Подождав тишины несколько мгновений, Настя уверенно начала:
— Дорогие подруги, милые женщины! — еще не различая от волнения лиц в зале, но уже чувствуя, что скажет так, как репетировала дома.
На банкете после торжественного заседания, выпив две рюмки красного вина и слегка опьянев от них, Настя вдруг вспомнила Леню. Воспоминания эти были совсем ни к чему сейчас, но их, как видно, навеяла фанерная полочка, выпиленная лобзиком и преподнесенная ей одним из пионеров, приветствовавших со сцены женщин...
Дома тетка Акулина поджидала их, находясь в большом оживлении.
— Ну, матушка моя, и напугалась я поначалу! Включила телевизор, и вдруг ты говоришь, рукой вот так делаешь... Сижу, боюсь пошевелиться, ничего не понимаю, пока не объявили, что это ты на заводе выступала. Правда, что ли, ты?
— Объявили же, и сама меня признала, — улыбаясь, ответила Настя.
На кухне, улучив минуту, тетка Акулина сунула ей записочку.
— Телефон тут нацарапала. Уж очень просил тебя позвонить Кирилл Иванович, стало быть. Сказывает, по телевизору смотрел. Намекнул, чтобы без героя, без Василия, значит, передала...
Настя вспыхнула, беря из рук тетки Акулины бумажку. «Ну что за эгоист?.. Мало ему письма на дом, столько перепортившего нам крови, так не постеснялся тетку Акулину вмешать!»
Настя легла спать с твердым намерением проснуться среди ночи и позвонить Кириллу Ивановичу. Он мог поднимать ее звонком с постели, и она поднимет, хотя бы ради того, чтобы высказать ему свое неудовольствие.
До часу ночи Настя ворочалась в постели, обуреваемая разными мыслями, сначала о Ленечке, о своей книге, будет ли она хорошо принята критикой, и наконец о Кирилле Ивановиче. Думает сейчас, наверно, о ней на своем Рижском побережье, ждет звонка, поэтому и она никак не может заснуть.

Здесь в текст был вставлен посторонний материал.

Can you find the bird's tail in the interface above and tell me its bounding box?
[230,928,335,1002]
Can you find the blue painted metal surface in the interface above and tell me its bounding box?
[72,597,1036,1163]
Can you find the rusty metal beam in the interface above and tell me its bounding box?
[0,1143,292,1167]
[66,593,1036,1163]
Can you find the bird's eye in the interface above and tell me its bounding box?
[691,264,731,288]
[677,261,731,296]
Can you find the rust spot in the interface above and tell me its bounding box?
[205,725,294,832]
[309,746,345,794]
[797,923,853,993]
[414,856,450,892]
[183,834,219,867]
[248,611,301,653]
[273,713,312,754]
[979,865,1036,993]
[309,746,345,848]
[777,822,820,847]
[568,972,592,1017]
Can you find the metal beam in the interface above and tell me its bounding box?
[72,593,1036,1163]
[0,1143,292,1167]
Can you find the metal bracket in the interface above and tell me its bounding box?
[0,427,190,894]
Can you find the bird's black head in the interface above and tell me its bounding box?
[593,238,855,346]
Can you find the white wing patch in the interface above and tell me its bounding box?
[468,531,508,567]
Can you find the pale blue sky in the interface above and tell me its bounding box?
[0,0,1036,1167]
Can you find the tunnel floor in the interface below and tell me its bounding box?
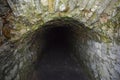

Если рассуждать по справедливости, то его и пожалеть можно: тоскует по журналу, лишился привычного положения. Пожалеть — да, но держаться лучше подальше. Не имеет она в себе стойкости против него, затаившись, все еще продолжает тлеть невытравленное к нему чувство... Или она ошибается? Оставь он ее в покое, и все бы давно забылось?.. Настя встала, плотно закрыла дверь спальни.
Голос Кирилла Ивановича, казалось, не умещался в трубке.
— Настюха моя, здравствуй! Вот обрадовала... Я сижу, работаю, да дело идет туго. Увидел тебя по телевизору, растосковался. До чего ты трогательно мила была, когда улыбалась! Как поживаешь?